28/06/2016
PLEBISCITO: uma vitória apertadíssima (52 % contra 48%) levou o Reino Unido para fora do bloco europeu. Há 43 anos, a Inglaterra e os países do entorno faziam parte da União Europeia, conjunto de 28 países (agora 27), cuja montagem foi um quebra cabeça de décadas, mas que representou um exemplo e um caminho para a humanidade. Em termos de civilização, foi um passo à frente. Conflagrada, a região foi assolada por guerras ao longo da sua história. Após a Segunda Grande Guerra Mundial, na década de 1950, um grupo de líderes começou a esboçar os planos de unificação, algo que tinha como objetivo básico transformar o continente europeu em uma região de paz. Paz econômica, social e política.
ERRO DE CAMERON: o pretensioso David Cameron, primeiro ministro, convocou o plebiscito na certeza de que o Reino Unido permaneceria na União Europeia. Teve como objetivo consolidar a sua própria liderança e talvez a da Inglaterra, e de Londres como centro financeiro mundial, com nova voz no interior da Comunidade Europeia. Sua aposta revelou-se desde o início frágil e viu-se arruinada pela crise com os imigrantes, considerados pelos nativos como invasores e ladrões de empregos. Tanto que os resultados, sem análises mais profundas, mostram os jovens votando pela permanência e os mais velhos pela saída; os pobres, operários e os interioranos votando também pela saída; as pesquisas mostraram os mais instruídos votando pela permanência; em Londres, Irlanda do Norte e Escócia venceu a permanência. O resultado mais expressivo pela permanência ocorreu na Escócia, mais de 60%. Essa geografia eleitoral poderá ainda ter consequências: a Escócia poderá retomar as ideias de independência e a Irlanda do Norte poderá mudar sua posição, revendo o isolacionismo. Em outras palavras, os resultados podem representar um desastre político para o Reino Unido.

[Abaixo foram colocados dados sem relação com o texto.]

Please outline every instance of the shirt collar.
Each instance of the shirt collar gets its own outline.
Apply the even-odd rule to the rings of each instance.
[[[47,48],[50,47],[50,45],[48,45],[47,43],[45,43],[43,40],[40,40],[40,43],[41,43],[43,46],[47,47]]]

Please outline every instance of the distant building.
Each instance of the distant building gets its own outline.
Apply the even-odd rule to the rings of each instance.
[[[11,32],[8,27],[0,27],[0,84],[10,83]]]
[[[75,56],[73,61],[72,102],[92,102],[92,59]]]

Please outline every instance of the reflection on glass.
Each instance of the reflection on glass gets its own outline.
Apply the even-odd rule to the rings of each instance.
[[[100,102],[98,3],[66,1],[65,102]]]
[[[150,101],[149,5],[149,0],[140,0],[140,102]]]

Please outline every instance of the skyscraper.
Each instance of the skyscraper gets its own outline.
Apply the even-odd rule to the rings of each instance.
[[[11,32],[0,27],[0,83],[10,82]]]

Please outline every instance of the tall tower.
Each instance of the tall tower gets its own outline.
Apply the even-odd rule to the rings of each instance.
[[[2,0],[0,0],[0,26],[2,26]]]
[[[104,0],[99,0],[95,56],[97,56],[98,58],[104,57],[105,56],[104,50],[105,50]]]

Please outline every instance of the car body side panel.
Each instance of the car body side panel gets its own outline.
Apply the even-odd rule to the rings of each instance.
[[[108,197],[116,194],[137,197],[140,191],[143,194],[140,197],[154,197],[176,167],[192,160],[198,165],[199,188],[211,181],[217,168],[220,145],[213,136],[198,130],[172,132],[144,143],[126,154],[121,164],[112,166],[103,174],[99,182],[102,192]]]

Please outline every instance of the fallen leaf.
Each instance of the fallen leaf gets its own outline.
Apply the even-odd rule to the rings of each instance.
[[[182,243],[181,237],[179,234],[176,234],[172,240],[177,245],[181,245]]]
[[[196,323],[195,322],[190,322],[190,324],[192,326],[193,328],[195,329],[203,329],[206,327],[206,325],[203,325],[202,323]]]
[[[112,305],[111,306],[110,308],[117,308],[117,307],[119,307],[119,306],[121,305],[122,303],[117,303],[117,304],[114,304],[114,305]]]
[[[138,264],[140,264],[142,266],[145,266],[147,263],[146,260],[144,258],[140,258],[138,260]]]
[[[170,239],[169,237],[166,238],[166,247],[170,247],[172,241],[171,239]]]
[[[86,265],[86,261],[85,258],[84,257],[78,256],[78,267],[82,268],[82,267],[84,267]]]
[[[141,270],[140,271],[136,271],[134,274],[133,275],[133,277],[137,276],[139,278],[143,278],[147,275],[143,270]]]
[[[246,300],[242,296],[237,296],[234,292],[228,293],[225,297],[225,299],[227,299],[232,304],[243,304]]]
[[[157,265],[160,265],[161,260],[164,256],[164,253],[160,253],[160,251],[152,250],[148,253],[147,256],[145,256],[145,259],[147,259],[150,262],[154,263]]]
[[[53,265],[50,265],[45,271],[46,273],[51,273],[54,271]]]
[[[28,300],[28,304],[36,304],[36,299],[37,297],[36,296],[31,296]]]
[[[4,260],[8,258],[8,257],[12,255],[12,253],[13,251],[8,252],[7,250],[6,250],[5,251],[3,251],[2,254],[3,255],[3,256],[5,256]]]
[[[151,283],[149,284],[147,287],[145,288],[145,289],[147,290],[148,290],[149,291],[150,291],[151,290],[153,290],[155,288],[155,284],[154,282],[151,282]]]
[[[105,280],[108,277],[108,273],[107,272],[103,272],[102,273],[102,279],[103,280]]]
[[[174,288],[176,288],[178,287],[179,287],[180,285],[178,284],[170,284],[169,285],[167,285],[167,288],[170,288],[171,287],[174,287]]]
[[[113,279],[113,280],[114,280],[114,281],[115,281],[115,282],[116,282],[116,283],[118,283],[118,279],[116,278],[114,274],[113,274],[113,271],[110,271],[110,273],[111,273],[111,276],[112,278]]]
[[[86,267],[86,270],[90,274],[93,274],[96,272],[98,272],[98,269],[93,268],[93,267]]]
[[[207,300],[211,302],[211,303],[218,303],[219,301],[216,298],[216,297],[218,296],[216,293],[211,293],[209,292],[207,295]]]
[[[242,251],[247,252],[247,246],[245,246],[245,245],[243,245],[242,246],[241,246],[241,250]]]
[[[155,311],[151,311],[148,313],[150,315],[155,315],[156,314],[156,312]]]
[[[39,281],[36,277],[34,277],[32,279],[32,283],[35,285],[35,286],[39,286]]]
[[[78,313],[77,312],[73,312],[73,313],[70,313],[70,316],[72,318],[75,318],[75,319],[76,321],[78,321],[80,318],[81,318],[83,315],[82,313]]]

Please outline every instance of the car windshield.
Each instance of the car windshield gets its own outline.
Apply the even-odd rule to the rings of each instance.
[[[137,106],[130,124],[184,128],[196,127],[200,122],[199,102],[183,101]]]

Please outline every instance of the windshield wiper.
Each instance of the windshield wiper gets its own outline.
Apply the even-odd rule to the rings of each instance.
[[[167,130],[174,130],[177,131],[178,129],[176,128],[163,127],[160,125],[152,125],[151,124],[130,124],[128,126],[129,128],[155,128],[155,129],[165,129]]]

UM PASSO ATRÁS: a saída do Reino Unido da União Europeia, independentemente dos problemas econômicos, para os quais, com o tempo, sempre há solução, representa um passo atrás em termos civilizacionais. No mundo, as fronteiras (no início, as cercas e os muros) sempre significaram um potencial de guerra e destruição. A própria Inglaterra foi beneficiada pela luta mundial contra o nazismo, cujo primeiro objetivo foi a eliminação do seu potencial militar e econômico. Voltar atrás e tornar-se novamente apenas uma ilha é um gesto de miopia política. Nem é preciso voltar na história para lembrar da Guerra dos Cem Anos, das guerras napoleônicas, dos espanhóis e a Invencível Armada, de Trafalgar e suas trapalhadas no Oriente Médio. Reino lendário "onde o sol jamais se punha" começou a ser destruído com a Primeira Grande Guerra, consolidou sua decadência com a Segunda Grande Guerra e a ascensão dos Estados Unidos. Era parte importante de um grande bloco econômico. Não é mais.
VOLTANDO A SER UMA ILHA: certa vez, ao iniciar uma aula, o historiador Jules Michelet disse: "A Inglaterra é uma ilha". A frase ficou famosa por sua verdade intrínseca. A história da ilha é cheia de glórias. Feitos militares, culturais e esportivos fazem parte de seu orgulho nacional e, certamente, isso também contribuiu para que o individualismo prevalecesse. Contudo, a frase que mais diz sobre os ingleses é de Rudyard Kipling: "Ah, os ingleses ... Os ingleses são uma raça à parte". Inventaram inúmeros esportes, incluindo o futebol, o mais praticado do mundo; seu teatro shakespeariano é um exemplo soberbo; a luta contra a escravidão; a revolução industrial, etc., são todos feitos dignos. Sim, há também páginas negras como o colonialismo, o expansionismo, a pirataria e outras mazelas. Inventou até mesmo o seu próprio cristianismo. Então, por qualquer lado que se olhe, não se pode ignorar a Ilha. Com a União Europeia, a Inglaterra não era mais somente uma ilha, era parte de um continente e de uma ideia de integração. Isso se perdeu na quinta-feira, 23 de junho de 2016, data que alguns eurocéticos estão chamando de "nova independência".
UM TIRO NA GLOBALIZAÇÃO: a ideia de globalização tomou conta do mundo na segunda metade do século passado. A interdependência sempre foi uma realidade entre as nações. Hoje, nada mais se faz sem ter consequências globais. A saída do Reino Unido do bloco europeu é um tiro na globalização, na filosofia de blocos econômicos, na tentativa de eliminar fronteiras e no objetivo de integração dos povos. Sem dúvida foi um prejuízo em termos civilizacionais.